Le Coronal ne répondit pas aussitôt. L’inattention voila ses yeux ; son visage, déjà fermé, sembla perdre toute expression. Quand il reprit enfin la parole, ce fut d’une voix très basse.
— As-tu du mal à accepter que Prestimion devienne Coronal, Korsibar ?
— Vous voulez savoir si je l’envie ? Oui… Il sera roi ; qui n’envierait celui qui va devenir roi ? Mais si j’ai du mal à accepter qu’il devienne Coronal à ma place… non. Cette charge n’a jamais été pour moi, je le sais. Sur les neuf milliards d’habitants que compte notre planète, je suis le seul dont on a su, dès sa venue au monde, qu’il ne pourrait jamais devenir Coronal.
— Cela te rend amer ?
— Pourquoi me posez-vous sans cesse ces questions, père ? J’accepte la loi. Je renonce de bon gré, sans hésiter, sans condition, en faveur de Prestimion, à ce trône que je n’ai jamais revendiqué. Je voulais simplement dire que je crois fermement avoir plus de profondeur qu’on ne me le reconnaît habituellement et je souhaiterais que l’on me confie de plus hautes responsabilités au sein du gouvernement. Plus exactement que l’on me confie une responsabilité quelconque.

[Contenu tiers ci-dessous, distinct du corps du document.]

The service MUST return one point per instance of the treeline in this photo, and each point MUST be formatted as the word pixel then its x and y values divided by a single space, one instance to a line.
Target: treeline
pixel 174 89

— Au fait, demanda lord Confalume, quelle opinion as-tu de Prestimion ?
Ce fut au tour de Korsibar d’hésiter avant de répondre.
— Très habile, fit-il prudemment. Intelligent. Ambitieux.
— Ambitieux, assurément. Mais capable ?
— Il doit l’être. Vous l’avez choisi comme successeur.
— Je sais quelle est mon opinion de Prestimion. Je veux connaître la tienne.
— Je l’admire. Il a l’esprit vif et, pour un homme de sa taille, une force étonnante, sans parler de sa prodigieuse agilité. C’est une fine lame, mais il est encore meilleur tireur à l’arc.
— As-tu de la sympathie pour lui ?
— Non.
— Voilà qui a au moins le mérite de la franchise. Crois-tu qu’il fera un bon Coronal ?
— Je l’espère.
— Nous l’espérons tous, Korsibar. Le crois-tu ? Un nouveau silence. Après ce moment de grande fatigue, les yeux du Coronal avaient retrouvé leur vivacité habituelle ; ils scrutèrent implacablement le visage de Korsibar.
— Oui. Oui, je crois qu’il fera probablement un bon Coronal.
— Probablement, dis-tu.
— Je ne suis pas devin, père. Je ne puis que faire des conjectures sur l’avenir.
— Je vois… Le Procurateur, tu le connais, te tient pour l’ennemi juré de Prestimion.
Un muscle se contracta sur la joue de Korsibar.
— Il vous l’a dit ?
— Pas en termes explicites. Je fais allusion à sa remarque de tout à l’heure, sur ton opposition à l’organisation des jeux, car l’idée venait de Prestimion.
— Dantirya Sambail est un dangereux fauteur de troubles, père.
— C’est vrai. Mais il est extrêmement perspicace. Es-tu l’ennemi juré de Prestimion ?
— Si je l’étais, vous le dirais-je ? Mais non, père, je dis franchement ce que je pense de Prestimion. Je le considère comme un être calculateur et manipulateur, un opportuniste rusé, capable de soutenir une opinion et son contraire avec le même brio, qui, partant de rien, est sur le point d’atteindre le deuxième rang sur Majipoor. Il m’est difficile d’éprouver de la sympathie pour un homme de ce genre. Ce qui ne signifie pas qu’il ne mérite pas ce rang. Il maîtrise mieux que moi l’art de gouverner. Certainement mieux que moi. Prestimion deviendra Coronal, et voilà. Je fléchirai le genou devant lui, comme tout le monde… Cette conversation est très déplaisante, père. Est-ce pour parler de cela que vous m’avez fait venir ?
— Oui.
— Et la divination que vous faisiez quand je suis arrivé ?
Les mains du Coronal effleurèrent les objets disposés sur son bureau.